The remaining parameters set defaults that need to be included in the file but will not normally need to be changed. These mostly relate to the BLAST wrapper script that splits long scaffold sequences into chunks before running BLAST searches to avoid subsequent taxonomic inference being based on a single region within the sequence. blast_chunk
value determines a minimum length of the chunks that long scaffolds will be split into by the BLAST wrapper script. blast_max_chunks
ensures that very long scaffolds will only be split into a limited number of chunks, for scaffolds longer than blast_chunk
x blast-max_chunks
, the chunk length will be increased so all subsequences are of equal size. The blast_overlap
value sets a small overlap between chunks to allow for hits that span the break points. (The similarly named chunk
parameter is unrelated and should no longer be required but this needs testing.)
similarity
similarity: defaults: evalue: 1e-25 max_target_seqs: 10 root: 1 mask_ids: - 7215 databases: - local: /path/to/databases/ncbi_2019_08 name: nt source: ncbi tool: blast type: nucl - local: /ceph/software/databases/uniprot_2019_07 max_target_seqs: 1 name: reference_proteomes source: uniprot tool: diamond type: prot taxrule: bestsumorder
The similarity
section controls the databases and settings used for sequence similarity searches. The structure of this section reflects a slightly more flexible approach to database specification than is currently in use.
Similarity defaults
are settings applied to all sequence similarity searches and in the example file includes the evalue
and max_target_seqs
values. The root
value is the NCBI Taxonomy ID of the root of the clade that you wish to search against. For analyses of public datasets we always set this to 1 to include all taxa but it provides the option to limit a search to a single kingdom or phylum when analysing local assemblies. mask_ids
is a list of Taxonomy IDs to for which all descendants will be excluded from the similarity searches.

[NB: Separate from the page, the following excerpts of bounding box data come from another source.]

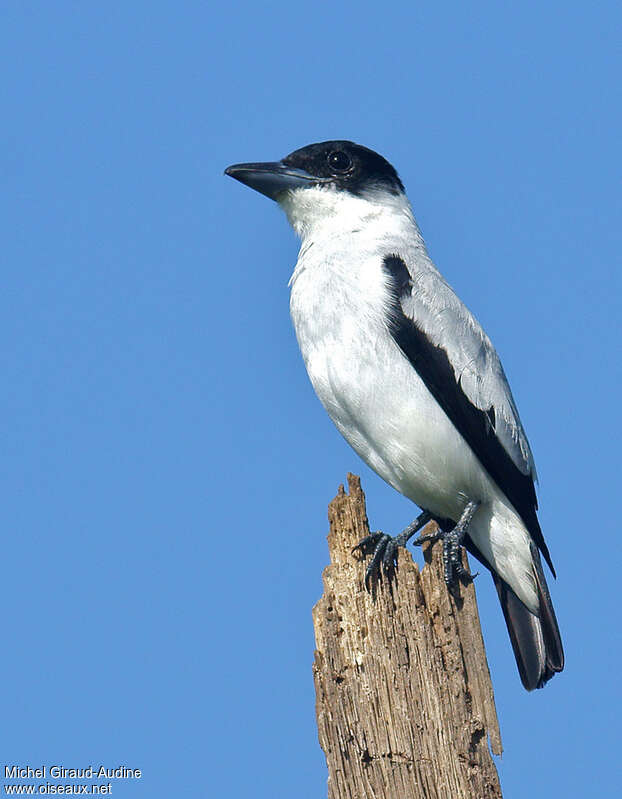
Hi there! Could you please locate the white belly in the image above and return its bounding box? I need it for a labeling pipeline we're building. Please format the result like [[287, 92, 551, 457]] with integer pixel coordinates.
[[290, 222, 537, 610]]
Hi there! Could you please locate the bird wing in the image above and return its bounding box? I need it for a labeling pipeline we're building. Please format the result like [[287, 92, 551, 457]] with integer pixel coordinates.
[[383, 254, 555, 573]]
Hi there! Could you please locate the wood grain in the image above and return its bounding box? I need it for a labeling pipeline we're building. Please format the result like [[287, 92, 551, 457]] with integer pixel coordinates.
[[313, 475, 502, 799]]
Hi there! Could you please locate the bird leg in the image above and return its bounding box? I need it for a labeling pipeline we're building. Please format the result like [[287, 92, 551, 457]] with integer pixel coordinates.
[[352, 511, 432, 591], [413, 500, 481, 588]]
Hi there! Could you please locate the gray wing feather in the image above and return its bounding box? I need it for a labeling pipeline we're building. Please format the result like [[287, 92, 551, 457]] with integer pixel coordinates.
[[400, 260, 537, 480]]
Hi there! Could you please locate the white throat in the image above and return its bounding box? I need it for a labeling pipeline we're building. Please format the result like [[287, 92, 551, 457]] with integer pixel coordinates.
[[279, 186, 421, 244]]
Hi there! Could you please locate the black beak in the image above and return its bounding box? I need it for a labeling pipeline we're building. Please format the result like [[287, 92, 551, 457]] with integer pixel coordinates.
[[225, 161, 323, 200]]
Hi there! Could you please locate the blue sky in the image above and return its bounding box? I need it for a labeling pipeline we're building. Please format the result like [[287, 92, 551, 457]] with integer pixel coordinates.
[[0, 0, 622, 799]]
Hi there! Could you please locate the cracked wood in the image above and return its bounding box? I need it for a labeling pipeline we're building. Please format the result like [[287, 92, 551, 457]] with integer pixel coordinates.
[[313, 475, 502, 799]]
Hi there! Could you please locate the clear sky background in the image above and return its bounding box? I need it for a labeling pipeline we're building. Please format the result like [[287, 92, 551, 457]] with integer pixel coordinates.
[[0, 0, 622, 799]]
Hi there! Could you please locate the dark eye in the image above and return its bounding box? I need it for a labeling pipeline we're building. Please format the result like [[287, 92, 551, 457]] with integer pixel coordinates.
[[326, 150, 352, 172]]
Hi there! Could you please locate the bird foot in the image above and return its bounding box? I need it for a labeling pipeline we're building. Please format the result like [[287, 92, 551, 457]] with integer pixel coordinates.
[[413, 501, 480, 589], [352, 511, 432, 591]]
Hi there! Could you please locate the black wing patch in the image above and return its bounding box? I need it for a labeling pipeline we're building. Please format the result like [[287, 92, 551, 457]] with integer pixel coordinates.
[[383, 255, 555, 574]]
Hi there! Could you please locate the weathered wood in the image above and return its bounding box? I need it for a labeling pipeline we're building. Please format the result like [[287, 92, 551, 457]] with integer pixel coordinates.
[[313, 475, 502, 799]]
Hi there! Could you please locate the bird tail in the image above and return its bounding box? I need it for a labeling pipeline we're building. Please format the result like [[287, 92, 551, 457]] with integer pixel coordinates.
[[492, 544, 564, 691]]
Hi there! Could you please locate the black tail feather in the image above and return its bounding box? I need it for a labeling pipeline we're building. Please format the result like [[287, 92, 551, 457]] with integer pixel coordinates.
[[493, 546, 564, 691]]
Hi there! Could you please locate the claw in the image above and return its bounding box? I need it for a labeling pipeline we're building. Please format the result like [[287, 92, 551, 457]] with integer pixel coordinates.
[[352, 511, 432, 591], [413, 501, 480, 589]]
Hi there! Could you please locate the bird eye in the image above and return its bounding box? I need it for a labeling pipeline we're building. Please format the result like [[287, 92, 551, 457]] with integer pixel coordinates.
[[326, 150, 352, 172]]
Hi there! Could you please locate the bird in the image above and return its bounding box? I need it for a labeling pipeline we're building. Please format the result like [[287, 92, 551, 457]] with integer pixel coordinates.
[[225, 140, 564, 691]]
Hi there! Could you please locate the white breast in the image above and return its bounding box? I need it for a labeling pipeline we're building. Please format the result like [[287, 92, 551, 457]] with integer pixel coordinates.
[[286, 190, 534, 604]]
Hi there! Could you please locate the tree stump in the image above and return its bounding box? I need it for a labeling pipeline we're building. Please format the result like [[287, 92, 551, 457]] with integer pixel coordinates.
[[313, 474, 502, 799]]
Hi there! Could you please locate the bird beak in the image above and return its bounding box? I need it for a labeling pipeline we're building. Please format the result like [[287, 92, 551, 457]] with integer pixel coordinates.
[[225, 161, 322, 200]]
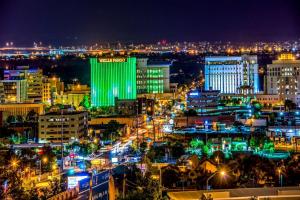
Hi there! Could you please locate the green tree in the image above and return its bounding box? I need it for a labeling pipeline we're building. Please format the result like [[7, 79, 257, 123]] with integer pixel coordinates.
[[162, 168, 180, 188]]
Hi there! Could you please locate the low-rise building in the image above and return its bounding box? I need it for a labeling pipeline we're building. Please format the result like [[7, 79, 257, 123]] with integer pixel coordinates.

For the analysis of public assemblies we set this to the genus of the taxon being analysed (7215 is Drosophila) to avoid assigning taxonomy based on the data in the assembly that may already be in the database we are searching against. For analyses of local assemblies this should usually be set to be an empty list (i.e. mask_ids: []
).
The databases
subsection is a list of database-specific parameters. local
is the path to a local copy of the database (that will be fetched/generated if it does not already exist). name
is the database name, for NCBI BLAST searches this must match nt
and be a version 5 database to support the taxonomy-based filtering discussed above. source
is either “ncbi” or “uniprot” and determines where the database files should be fetched from. tool
is either “blast” for NCBI BLAST or “diamond” and type
is “nucl” for nucleotide or “proc” for protein. The flexibility that this implies has not been tested recently so it is best to leave all but local
unchanged.
The taxrule
specifies which BlobTools2 taxrule should be used to assign taxonomic labels to the assembly scaffolds. In practice, this should always be set to “bestsumorder” as Diamond searches are only performed for scaffolds with no NCBI BLAST hits.
taxon
taxon: taxid: 7291 name: Drosophila albomicans
The taxon
section should contain a NCBI taxid
to allow full taxonomic information to be added to the dataset metadata. The taxon name
should be the species, subspecies or strain name, as appropriate.
keep_intermediates
keep_intermediates: true
keep_intermediates
is a flag that should be set to “true” if you wish to keep all intermediate files generated by the pipeline. When running the pipeline on public assemblies we set this flag to “false” so some large files are discarded once they have been used. For local assemblies, these files (e.g. read-alignment BAM files) are likely to be useful for further analyses.